Le renseignement est une pratique aussi ancienne que la guerre. Il y a plus de 2500 ans, en Chine, Sun Tzu écrivait l’Art de la guerre, premier traité de stratégie militaire qui reste un classique encore aujourd’hui. Sun Tzu reconnaissait l’importance de posséder du renseignement précis et correct sur les intentions et les capacités de l’ennemi pour remporter la victoire. Durant l’Antiquité, puis au Moyen-Âge et à la Renaissance, l’importance de l’espionnage et du secret ne se fait pas démentir. Au fil du temps, l’activité des services de renseignement s’est affirmée comme support des exigences politiques et militaires, chaque État voyant la nécessité de recueillir des renseignements sur les activités des autres États. Les objectifs sont multiples : défendre la sécurité intérieure et extérieure de l’État, mais aussi influencer subrepticement la politique et les relations des autres pays. Pour cela, les services doivent contrecarrer les menaces de plus en plus diffuses, souterraines et disséminées que constituent non seulement l’espionnage traditionnel (renseignement militaire, politique ou économique) mais également des activités plus subtiles telles que la désinformation ou l’ingérence dans les affaires politiques, économiques et culturelles.
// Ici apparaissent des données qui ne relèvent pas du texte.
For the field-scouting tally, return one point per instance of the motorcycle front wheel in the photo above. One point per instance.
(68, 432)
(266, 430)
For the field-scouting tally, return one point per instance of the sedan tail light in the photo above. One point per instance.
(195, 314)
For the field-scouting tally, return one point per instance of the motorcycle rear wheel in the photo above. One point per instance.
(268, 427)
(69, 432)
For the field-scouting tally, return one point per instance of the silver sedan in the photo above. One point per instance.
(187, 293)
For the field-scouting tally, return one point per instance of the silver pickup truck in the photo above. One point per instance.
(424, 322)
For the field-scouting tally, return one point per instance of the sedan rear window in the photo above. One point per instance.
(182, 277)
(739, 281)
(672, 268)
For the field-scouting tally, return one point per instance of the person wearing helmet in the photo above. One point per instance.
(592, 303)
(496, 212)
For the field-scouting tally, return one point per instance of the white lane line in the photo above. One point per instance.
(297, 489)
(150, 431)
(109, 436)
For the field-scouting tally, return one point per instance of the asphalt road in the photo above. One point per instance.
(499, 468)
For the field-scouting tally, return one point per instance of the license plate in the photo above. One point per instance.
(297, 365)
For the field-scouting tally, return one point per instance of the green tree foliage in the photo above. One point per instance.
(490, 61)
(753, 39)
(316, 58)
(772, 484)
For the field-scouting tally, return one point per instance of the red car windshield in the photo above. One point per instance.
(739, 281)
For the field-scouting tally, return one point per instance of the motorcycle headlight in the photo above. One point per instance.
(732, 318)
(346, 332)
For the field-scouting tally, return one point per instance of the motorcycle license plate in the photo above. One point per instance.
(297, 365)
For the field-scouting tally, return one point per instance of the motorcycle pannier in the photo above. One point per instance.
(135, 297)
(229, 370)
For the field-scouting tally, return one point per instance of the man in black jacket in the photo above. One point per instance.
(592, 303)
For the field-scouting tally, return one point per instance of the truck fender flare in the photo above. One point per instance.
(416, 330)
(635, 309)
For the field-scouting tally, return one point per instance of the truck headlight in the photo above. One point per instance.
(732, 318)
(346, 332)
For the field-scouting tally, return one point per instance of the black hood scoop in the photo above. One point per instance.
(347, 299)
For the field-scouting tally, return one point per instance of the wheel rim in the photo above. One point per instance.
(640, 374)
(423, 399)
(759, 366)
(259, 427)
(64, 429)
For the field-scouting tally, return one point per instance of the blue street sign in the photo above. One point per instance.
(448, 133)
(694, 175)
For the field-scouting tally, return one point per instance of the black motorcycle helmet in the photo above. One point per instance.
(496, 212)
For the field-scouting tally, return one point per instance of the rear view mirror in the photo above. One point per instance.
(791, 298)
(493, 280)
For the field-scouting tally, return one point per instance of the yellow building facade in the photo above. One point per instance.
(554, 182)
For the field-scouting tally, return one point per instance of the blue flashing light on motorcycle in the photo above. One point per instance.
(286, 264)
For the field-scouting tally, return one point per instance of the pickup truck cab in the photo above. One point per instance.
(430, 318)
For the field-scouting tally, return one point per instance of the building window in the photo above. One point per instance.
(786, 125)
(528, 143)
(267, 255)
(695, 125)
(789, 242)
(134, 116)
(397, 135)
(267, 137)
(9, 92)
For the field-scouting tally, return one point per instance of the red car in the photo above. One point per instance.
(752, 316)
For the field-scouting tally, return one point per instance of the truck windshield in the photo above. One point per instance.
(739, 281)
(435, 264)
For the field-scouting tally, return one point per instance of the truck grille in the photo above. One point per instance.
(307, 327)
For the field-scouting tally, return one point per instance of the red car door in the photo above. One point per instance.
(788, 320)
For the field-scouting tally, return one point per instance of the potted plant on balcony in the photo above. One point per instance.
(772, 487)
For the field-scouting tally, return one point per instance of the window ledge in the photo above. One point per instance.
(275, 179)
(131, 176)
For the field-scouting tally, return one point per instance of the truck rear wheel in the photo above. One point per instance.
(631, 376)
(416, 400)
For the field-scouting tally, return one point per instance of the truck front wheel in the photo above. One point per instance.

L’intervention des services de renseignement au niveau économique se justifie par des questions de sécurité nationale. Les impératifs de sécurité nationale s’étendent non seulement à la défense du territoire, de la population et des ressources nationales, mais aussi à la préservation des capacités économiques de la nation. Le concept de sécurité nationale prend en compte la sécurité des entreprises, puisqu’une entreprise qui prospère et qui innove est source de richesse pour l’économie dans son ensemble. À ce titre, l’État peut donc être amené à mobiliser tous les moyens à sa disposition pour protéger ses intérêts (dans une optique défensive) ou asseoir sa puissance (dans une optique offensive). C’est en ce sens que les services de renseignement peuvent être sollicités. L’action des services de renseignement comporte une orientation de plus en plus économique, dans le but de fournir à l’État les informations nécessaires pour choisir ses politiques économiques. Dans le contexte économique fortement concurrentiel actuel, il est de plus en plus question de guerre économique. Le renseignement doit y jouer un rôle déterminant.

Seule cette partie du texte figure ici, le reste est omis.